I love Kraft mac n cheese, too. Total guilty pleasure. 2nd best is velveeta mac n cheese. Cook the macaroni, cube the velveeta, stir it into the macaroni, thin it with a bit if milk if you'd like, add a generous amount of pepper. And I hate "cheese product" but you just have to make an allowance for mac n cheese.

Anonymous said...

Anne -

I think one of the ways to use less cheese and improve the flavor is to make a white sauce (bechamel) and incorporate the cheese into that. Lorenza DeMedici has a good recipe for bechamel.

Anonymous said...

The problem with that Mac and Cheese recipe is that there's no cheddar in it! Here's a link to my absolute favourite recipe for Mac and Cheese, from singer Patti LaBelle: Over the Rainbow Macaroni and Cheese.

It's pretty much guaranteed to send you straight over the rainbow into a creamy, cheesy pot of gold. Also, this is one recipe where you just need to ignore the fat content and indulge. Not sure if Velveeta is hard to come by in Sweden, though... :\

Anonymous said...

Hi - I've been trying to remember a recipe I tried some years ago, but then lost. All I can remember is that it had cheddar and smoked gouda and 2 or 3 other cheeses.

I think I agree that stronger flavored cheeses mixed with good melters, maybe some fontina is one way to go. It might be a case of finding the blend of cheeses that appeals to your taste.

Good luck...cheese is the best.


Anne said...

Thanks to everyone for your great suggestions! I will try many, many more versions, for sure. Sadly, no Velveeta here, and our cheddar is not much like American cheedar - but I'll experiment until I find a recipe I really love. :)

Unknown said...

Oh, I like the Blue Box too, and so much so, that this is the first time I made Mac and Cheese baked in the oven. It was good, but I made mine with blue cheese for extra sharp flavor. I think that your friends in the USA need to mail you boxes of the blue box!

Anonymous said...

I still hold Nigellas basic MacnCheese recipe from How to Eat as my fav.

Basic, with sharp cheddar and some english mustard.

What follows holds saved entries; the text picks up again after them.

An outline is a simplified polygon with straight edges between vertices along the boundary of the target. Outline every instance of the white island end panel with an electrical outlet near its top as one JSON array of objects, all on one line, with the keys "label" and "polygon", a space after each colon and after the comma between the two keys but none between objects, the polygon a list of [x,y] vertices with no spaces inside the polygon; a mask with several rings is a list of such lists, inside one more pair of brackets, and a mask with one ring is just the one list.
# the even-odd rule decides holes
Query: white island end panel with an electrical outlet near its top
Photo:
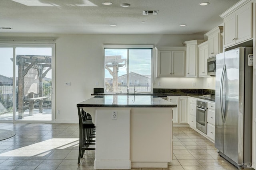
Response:
[{"label": "white island end panel with an electrical outlet near its top", "polygon": [[[112,119],[112,112],[117,119]],[[96,109],[95,169],[130,169],[130,108]]]}]

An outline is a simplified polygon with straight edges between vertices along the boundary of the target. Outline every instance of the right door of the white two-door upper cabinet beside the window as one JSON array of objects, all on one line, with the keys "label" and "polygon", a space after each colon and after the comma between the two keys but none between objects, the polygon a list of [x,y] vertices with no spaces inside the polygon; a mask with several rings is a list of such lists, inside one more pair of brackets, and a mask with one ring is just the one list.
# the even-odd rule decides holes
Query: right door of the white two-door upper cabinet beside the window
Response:
[{"label": "right door of the white two-door upper cabinet beside the window", "polygon": [[172,76],[185,76],[185,51],[172,51]]}]

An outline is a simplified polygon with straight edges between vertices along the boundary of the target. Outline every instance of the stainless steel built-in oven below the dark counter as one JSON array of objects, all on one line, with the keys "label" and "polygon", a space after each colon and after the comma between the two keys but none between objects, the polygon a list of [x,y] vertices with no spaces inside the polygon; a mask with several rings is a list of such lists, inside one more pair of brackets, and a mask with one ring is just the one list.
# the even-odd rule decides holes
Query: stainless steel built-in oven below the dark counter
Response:
[{"label": "stainless steel built-in oven below the dark counter", "polygon": [[196,129],[207,134],[207,106],[206,102],[196,100]]}]

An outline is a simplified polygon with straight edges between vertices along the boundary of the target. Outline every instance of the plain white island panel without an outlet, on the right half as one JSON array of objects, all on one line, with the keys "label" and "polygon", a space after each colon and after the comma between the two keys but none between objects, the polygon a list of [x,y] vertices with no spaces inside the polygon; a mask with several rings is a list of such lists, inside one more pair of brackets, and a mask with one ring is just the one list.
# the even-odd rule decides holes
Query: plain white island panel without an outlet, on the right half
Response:
[{"label": "plain white island panel without an outlet, on the right half", "polygon": [[171,160],[172,108],[132,108],[132,168],[167,168]]}]

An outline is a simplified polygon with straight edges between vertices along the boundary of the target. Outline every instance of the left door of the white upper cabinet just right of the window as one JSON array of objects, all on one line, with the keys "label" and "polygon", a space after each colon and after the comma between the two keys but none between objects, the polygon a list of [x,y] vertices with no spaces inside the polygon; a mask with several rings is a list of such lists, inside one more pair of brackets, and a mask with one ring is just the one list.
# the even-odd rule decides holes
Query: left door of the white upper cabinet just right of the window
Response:
[{"label": "left door of the white upper cabinet just right of the window", "polygon": [[158,52],[158,76],[172,76],[172,51],[159,51]]}]

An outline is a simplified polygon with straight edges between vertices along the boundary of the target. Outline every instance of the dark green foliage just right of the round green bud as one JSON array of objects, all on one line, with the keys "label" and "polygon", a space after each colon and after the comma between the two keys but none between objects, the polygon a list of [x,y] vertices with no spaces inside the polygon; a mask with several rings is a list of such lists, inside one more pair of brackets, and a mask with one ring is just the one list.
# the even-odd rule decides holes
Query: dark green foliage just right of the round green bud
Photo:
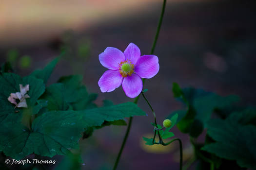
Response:
[{"label": "dark green foliage just right of the round green bud", "polygon": [[216,109],[225,108],[239,100],[234,95],[221,97],[195,88],[181,89],[177,83],[173,84],[173,93],[174,97],[184,102],[187,108],[185,115],[185,111],[177,111],[182,118],[179,118],[177,127],[181,132],[189,133],[193,137],[197,137],[202,133],[205,123],[211,118]]}]

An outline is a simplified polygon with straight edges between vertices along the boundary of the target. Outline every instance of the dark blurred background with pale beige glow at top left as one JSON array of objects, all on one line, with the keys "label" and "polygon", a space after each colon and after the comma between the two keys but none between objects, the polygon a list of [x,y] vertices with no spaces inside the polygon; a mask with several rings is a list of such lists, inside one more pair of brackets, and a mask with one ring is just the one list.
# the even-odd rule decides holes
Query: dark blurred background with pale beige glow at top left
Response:
[{"label": "dark blurred background with pale beige glow at top left", "polygon": [[[105,99],[115,104],[132,101],[121,87],[100,92],[98,79],[106,69],[98,54],[106,47],[124,51],[130,42],[141,54],[149,54],[161,5],[162,0],[1,0],[0,63],[9,61],[25,76],[64,50],[49,84],[63,75],[82,74],[89,92],[98,93],[98,105]],[[237,94],[242,102],[255,104],[255,17],[255,0],[167,0],[155,50],[160,70],[144,86],[158,122],[182,107],[173,97],[173,82],[220,95]],[[153,136],[153,116],[144,100],[138,105],[149,116],[134,118],[118,169],[177,170],[177,143],[144,145],[142,136]],[[110,126],[81,140],[83,169],[111,170],[125,130]],[[189,136],[176,127],[174,133],[183,140],[186,162],[193,153]],[[54,157],[58,162],[62,158]],[[196,164],[190,170],[194,169]]]}]

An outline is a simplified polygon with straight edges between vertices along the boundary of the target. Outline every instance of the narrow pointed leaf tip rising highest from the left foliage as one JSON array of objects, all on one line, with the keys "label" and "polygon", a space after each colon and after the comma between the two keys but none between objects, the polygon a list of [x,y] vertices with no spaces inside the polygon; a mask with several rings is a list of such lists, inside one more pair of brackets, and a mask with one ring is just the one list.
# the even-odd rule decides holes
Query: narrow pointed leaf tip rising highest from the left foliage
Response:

Problem in sweden is to find propper macaroni. Elbow kind is to thin. I did stock up on ICAs own brand but they did change it reacently. To bad.

Anonymous said...

I think the point with his twist on mac and cheese is "not your old frumpy mac and cheese". With an open mind I tried this recipe and was quite pleased. It was quite a fantastic dish and compared to what is in that little blue box (who knows what is in there for sure) I like the fact that I know what I am eating. I know chedder is what you expect, sometimes an open mind can really turn you on to new experences and hey add chedder to the recipe and see what happens!

Anonymous said...

The recipe looks good. I like to add jalapeños, dollops of cream cheese, with a sourdough crust.